Une consigne SNCF, c'était désuet et peu sécurisé. Mais le Polonais
l'avait convaincu que, au contraire, c'était la plus sûre des
solutions, que les consignes modernes n'avaient plus rien à voir
avec celles des vieux films noirs et qu'elles bénéficiaient presque
de la même sécurité qu'un aéroport. À moins de connaître le code,
ou d'utiliser des appareils high-tech indétectables, il n'y avait
aucun moyen d'ouvrir les casiers. Provisoirement en tout cas,
l'endroit avait l'avantage de n'être lié à aucun d'entre eux.
Arrivé devant l'entrée, Ari déposa son sac à dos
sur le tapis roulant et passa le portique de sécurité sous le
regard blasé des deux gardiens.
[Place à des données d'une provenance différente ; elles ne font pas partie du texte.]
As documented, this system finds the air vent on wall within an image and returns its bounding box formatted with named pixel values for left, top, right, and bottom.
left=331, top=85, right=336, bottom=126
Il longea le mur où s'alignaient
les portes blanches métalliques. Quand il trouva la consigne
no 83, il jeta un coup d'œil
autour de lui pour vérifier qu'on ne l'espionnait pas. Personne
dans la salle. Il entra les quatre chiffres sur le clavier. La
serrure se désarma dans un cliquetis aigu.
Mackenzie ouvrit le coffre. La lumière se glissa à
l'intérieur. Il écarquilla les yeux. Le casier était vide.